Report from New Orleans

Propagation model

I’ve just returned from a week-long conference of the Acoustical Society of America (ASA) in New Orleans. The Acoustical Society has a very broad remit, serving all professionals and academics working with sound and acoustics. This intersects the fields of architecture, engineering, medical imaging, music, speech and language, signal processing. underwater acoustics, acoustical oceanography, and of course, animal bio-acoustics.

The ASA has meetings twice a year and for various reasons – such as proximity to various institutions and/or regional characteristics, the conference will congeal around certain themes. So it wasn’t surprising that there was an Animal Bioacoustics (AB) session on the Gulf of Mexico. This day-long session was themed in memoriam to the late University of New Orleans physics professor George Ioup and was co-hosted by the Acoustical Oceanography and Underwater Acoustics groups.

This collaboration set the tone for the entire meeting. So while there we a few AB papers specifically focused on animals, there were many papers on modeling, propagation, and characterization of sound-sources and their measure. There were a number of really great papers, although most of them probably a bit dry for those reading this. But there was one paper that inferred something that stimulated my imagination.

Altan Turgut’s “Bottom characterization in the northern Gulf of Mexico using chirp sonar and ship noise data” initially set out to use opportunistic and introduced sounds to probe the layers of seafloor found in the Gulf. This is akin to sonograms used in medical imaging, except at much lower frequencies. Although in the course of his research he was noticing that the clicks of sperm whales were kicking back signatures of these same layers on his equipment.

If Altan’s equipment revealed these layers, there’s some reason to suspect that the sperm whales might also be able to read these echoes. This would infer that the whales are swimming in a more nuanced representation of their surrounding – sensing bottom composition and surface states much like we are able to see the forests, meadows, and mountains surrounding us as we wander about.

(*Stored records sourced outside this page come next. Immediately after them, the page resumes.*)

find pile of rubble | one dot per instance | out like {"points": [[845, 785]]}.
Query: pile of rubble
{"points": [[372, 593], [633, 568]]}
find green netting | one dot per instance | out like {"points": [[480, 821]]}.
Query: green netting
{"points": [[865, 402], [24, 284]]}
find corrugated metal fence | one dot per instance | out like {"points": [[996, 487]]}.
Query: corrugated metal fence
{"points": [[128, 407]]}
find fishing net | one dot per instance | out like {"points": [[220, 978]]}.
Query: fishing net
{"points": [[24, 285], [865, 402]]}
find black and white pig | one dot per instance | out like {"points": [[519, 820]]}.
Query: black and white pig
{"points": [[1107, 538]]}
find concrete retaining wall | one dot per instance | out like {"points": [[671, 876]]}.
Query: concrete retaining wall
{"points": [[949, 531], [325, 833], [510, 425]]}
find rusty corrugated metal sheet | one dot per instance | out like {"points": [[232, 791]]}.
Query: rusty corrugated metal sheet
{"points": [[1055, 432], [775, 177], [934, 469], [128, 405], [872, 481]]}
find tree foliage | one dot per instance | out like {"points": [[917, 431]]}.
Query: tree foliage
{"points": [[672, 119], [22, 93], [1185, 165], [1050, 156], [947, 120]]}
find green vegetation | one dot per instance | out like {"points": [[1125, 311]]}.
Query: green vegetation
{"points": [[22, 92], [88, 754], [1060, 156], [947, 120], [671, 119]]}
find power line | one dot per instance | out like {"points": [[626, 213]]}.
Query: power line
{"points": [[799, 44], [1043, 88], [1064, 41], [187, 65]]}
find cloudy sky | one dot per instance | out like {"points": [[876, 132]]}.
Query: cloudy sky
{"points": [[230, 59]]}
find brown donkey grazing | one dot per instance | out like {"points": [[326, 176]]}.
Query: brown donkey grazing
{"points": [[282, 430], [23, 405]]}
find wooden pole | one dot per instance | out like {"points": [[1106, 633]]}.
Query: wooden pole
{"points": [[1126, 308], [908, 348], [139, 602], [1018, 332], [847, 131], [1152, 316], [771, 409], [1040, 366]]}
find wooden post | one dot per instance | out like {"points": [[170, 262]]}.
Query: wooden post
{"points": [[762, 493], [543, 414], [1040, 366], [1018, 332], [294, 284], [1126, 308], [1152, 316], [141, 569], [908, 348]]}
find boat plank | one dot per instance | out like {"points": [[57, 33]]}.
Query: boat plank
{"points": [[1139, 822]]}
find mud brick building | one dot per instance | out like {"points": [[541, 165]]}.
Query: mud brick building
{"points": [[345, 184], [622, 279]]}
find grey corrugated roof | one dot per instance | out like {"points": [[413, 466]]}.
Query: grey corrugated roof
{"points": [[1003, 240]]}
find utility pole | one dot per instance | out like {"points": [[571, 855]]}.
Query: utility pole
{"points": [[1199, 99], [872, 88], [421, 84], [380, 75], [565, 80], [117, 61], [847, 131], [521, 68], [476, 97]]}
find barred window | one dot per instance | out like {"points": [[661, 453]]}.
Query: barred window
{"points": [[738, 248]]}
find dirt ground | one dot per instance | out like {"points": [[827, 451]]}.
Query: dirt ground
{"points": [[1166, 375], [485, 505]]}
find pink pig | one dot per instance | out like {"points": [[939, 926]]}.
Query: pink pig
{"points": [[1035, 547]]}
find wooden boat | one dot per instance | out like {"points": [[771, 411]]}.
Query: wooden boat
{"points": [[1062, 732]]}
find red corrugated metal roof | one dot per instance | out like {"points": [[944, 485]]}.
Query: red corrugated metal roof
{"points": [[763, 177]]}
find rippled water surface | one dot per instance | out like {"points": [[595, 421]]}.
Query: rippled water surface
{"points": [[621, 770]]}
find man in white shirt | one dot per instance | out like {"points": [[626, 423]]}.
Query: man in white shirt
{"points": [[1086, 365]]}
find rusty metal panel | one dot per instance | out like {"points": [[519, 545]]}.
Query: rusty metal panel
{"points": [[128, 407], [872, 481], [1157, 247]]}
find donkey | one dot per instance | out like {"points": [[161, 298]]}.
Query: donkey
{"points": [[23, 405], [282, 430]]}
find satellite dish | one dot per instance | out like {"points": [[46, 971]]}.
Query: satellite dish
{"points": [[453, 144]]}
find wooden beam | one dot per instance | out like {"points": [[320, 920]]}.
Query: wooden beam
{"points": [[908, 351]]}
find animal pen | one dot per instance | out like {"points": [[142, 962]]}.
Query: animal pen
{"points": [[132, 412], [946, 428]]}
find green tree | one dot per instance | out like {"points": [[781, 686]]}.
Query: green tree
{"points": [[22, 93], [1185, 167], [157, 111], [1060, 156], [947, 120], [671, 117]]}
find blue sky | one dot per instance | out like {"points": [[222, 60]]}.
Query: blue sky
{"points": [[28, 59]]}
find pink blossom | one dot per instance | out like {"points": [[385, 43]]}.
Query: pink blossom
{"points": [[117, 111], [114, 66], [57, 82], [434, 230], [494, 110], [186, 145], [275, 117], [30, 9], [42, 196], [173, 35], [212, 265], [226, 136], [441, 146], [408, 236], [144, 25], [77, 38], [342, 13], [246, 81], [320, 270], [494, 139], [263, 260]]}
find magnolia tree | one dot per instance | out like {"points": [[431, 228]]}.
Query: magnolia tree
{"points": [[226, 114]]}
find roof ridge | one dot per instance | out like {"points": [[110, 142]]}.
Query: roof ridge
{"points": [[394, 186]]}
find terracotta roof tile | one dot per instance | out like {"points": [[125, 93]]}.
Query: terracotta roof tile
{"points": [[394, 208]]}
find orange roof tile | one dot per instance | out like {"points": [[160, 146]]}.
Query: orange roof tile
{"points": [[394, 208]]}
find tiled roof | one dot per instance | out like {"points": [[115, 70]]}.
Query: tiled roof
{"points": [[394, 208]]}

I presented a paper on modeling the propagation characteristic of high-frequency, multi-nodal communication networks. This issue has been a concern of mine ever since I started working on marine noise pollution. The time is fast arriving where these communication networks will be saturating ever greater ocean areas – much to the detriment of the critters who inhabit the sea.

The gist of my presentation is that while current regulations evaluate noise sources on a piece-by-piece basis, these networks are designed to work in clusters, so they should be evaluated – and regulated as such. And given that these sources are pretty loud, and they broadcast pretty lousy sounding noises continuously, we are unwittingly colonizing large areas of the ocean without regard to the impacts that will ensue.

I fear that we will continue advancing in this direction, and is why I have been pushing the use of signal characteristics as a metric – encouraging us to tailor our communication signals to be more like biological sounds, and less like stabbing acoustical icepicks.

If we don’t do this, the nuanced soundscapes inhabited by the sperm whales could be getting a lot more miserable for these curious and majestic creatures.